Fancy ways to use the Unix find
command
-exec
The -exec directive is very powerful. It is a very fast and efficient way for performing some action on a very specific subset of files. The basic format is:
find . -name "*temp" -exec rm -v '{}' \;
This command removes all files in the current directory or its subdirectories that end with "temp". The {} is where each of the found files gets substituted into the exec clause’s command. The \; is where the exec clause command ends.
In especially gruesome cases, you may have 631351 directories in
/tmp
. This can be tricky because getting rid of them can be hard
because of the shell’s globbing limit — too many file names. The
scary answer is to use pretty much the exact command above but with
the rm
taking the options -rv
. Think very hard about what you’re
doing if you need to do that!
Here’s something Mac people should have on a cron job every minute.
find / -iname ".DS_Store" -exec rm -v '{}' \;
Avoiding -exec
Here’s an example of a way to send each result off to a Bash loop:
find . -type f | while read X; do wc -c $X; done | sort -n
This pipes the output of find
(a bunch of file names that are found)
to a Bash while
loop which reads each into a variable X
to do with
what you want, in this case it does a word count by character and then
sorts them numerically. This one way to find large files.

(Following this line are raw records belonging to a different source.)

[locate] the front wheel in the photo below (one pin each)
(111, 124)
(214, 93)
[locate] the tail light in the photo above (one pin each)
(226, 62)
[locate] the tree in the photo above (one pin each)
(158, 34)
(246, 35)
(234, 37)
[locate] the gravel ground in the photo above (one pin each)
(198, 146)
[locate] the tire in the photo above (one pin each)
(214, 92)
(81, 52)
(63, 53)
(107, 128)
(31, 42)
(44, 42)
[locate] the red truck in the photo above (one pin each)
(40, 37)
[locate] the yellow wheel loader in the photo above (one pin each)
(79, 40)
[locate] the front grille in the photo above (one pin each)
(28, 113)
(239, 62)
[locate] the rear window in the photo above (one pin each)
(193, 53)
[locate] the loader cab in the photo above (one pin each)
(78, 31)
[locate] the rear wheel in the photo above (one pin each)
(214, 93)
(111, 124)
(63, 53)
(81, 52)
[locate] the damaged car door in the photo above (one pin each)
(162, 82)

Here’s another way which uses xargs
. This example comes from
some Gentoo updating script.
find . -type d | xargs chmod 0755; find . -type f | xargs chmod 0644;
Dates
This post is a very good explanation of how to use find with dates.
-
+n - Match files older than n 24hr periods ago.
-
-n - Match files newer than n 24hr periods ago.
-
n - Match files from the 24 hour period exactly n 24hr periods ago.

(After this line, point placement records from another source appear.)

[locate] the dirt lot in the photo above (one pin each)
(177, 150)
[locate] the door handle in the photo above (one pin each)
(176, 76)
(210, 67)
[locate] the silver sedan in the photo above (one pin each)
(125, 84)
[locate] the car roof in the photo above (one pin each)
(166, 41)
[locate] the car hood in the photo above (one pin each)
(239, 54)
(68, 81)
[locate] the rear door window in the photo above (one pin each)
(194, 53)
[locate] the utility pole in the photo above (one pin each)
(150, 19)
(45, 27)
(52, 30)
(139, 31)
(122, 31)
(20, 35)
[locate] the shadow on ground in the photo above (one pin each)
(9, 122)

Here’s a little script to rotate files (i.e. delete old ones):
#!/bin/bash DAYS_TO_KEEP=7 find /data/surveillance -name '*.jpg' -and \ -ctime +${DAYS_TO_KEEP} \ -exec rm '{}' \;
Put that in a cron job every day to keep unwanted files from building up.
Just to be clear here’s some more examples.
$ date
Mon Mar 28 22:16:03 UTC 2016
$ find . -mtime +7 -and -type d -exec ls -d '{}' \; | sort | tail -n5
./20160315
./20160316
./20160317
./20160318
./20160319
$ find . -mtime 7 -and -type d -exec ls -d '{}' \;
./20160320
$ find . -mtime -7 -and -type d -exec ls -d '{}' \; | sort | head -n6
.
./20160321
./20160322
./20160323
./20160324
./20160325
If you want everything on the day exactly a week ago and everything before, just adjust the number down to +6. To get everything on the day exactly a week ago and all the stuff since adjust the number up to -8.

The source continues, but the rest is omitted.